TL;DR - BFT cluster with 4-5 notary nodes grinds to a halt when one replica is killed.
I ran the notary demo and the Raft cluster (with 3 notary nodes) behaved as expected - when I kill the leader, there's an election and the notary cluster continues to provide a reliable service.
I expect the same thing to happen when I run a BFT cluster (with 4 notary nodes) - killing one of the replicas should not stop the cluster from providing a reliable notary service. However, here is what happens:
1) Start the BFT notary cluster
2) I can notarise 10 transactions using gradlew samples:notary-demo:notarise
3) Stop one of the replicas in the cluster
4) Try to notarise 10 transactions using gradlew samples:notary-demo:notarise
5) Wait for a few minutes, nothing happens (transactions not notarised)

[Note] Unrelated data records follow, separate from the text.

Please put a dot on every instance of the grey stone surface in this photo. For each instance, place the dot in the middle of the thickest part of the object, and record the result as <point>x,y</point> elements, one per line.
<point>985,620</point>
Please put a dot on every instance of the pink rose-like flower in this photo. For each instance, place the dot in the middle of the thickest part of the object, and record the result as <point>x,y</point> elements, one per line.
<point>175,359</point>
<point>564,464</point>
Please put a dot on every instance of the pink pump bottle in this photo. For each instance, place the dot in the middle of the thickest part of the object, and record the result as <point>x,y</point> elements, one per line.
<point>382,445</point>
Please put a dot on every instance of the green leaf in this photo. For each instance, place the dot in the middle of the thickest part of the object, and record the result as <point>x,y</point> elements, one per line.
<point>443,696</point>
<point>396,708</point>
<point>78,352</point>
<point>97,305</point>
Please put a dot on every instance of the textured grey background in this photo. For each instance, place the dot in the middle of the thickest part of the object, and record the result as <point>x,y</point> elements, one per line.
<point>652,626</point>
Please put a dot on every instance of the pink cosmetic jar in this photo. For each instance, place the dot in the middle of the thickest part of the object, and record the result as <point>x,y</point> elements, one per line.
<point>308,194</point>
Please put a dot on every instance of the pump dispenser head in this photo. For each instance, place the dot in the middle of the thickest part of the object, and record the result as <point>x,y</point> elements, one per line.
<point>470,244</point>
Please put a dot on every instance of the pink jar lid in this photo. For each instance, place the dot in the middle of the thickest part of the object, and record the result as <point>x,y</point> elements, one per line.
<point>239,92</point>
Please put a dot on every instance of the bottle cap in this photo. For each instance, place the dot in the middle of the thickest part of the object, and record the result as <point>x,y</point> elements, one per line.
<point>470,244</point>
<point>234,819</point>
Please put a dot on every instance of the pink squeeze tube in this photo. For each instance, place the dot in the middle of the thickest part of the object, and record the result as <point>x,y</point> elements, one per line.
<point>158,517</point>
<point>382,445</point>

6) All of the remaining replicas terminals keep filling with re-connecting to replica 1 at /127.0.0.1:11010
Just to be on the safe side, I decided to add another notary node to the cluster. However, nothing changes - there are 5 notary nodes and killing one of them makes the cluster grind to a halt.
I looked into how BFT SMaRt works, but as far as I can tell, it should be able to tolerate any failures (including crash-stop) as long as there are enough working replicas (N >= 3f + 1).
Is there something I'm missing here? Is the behaviour that I'm expecting unreasonable - BFT cluster with 4-5 notary nodes being able to tolerate 1 node dying? Or is that an issue with Corda?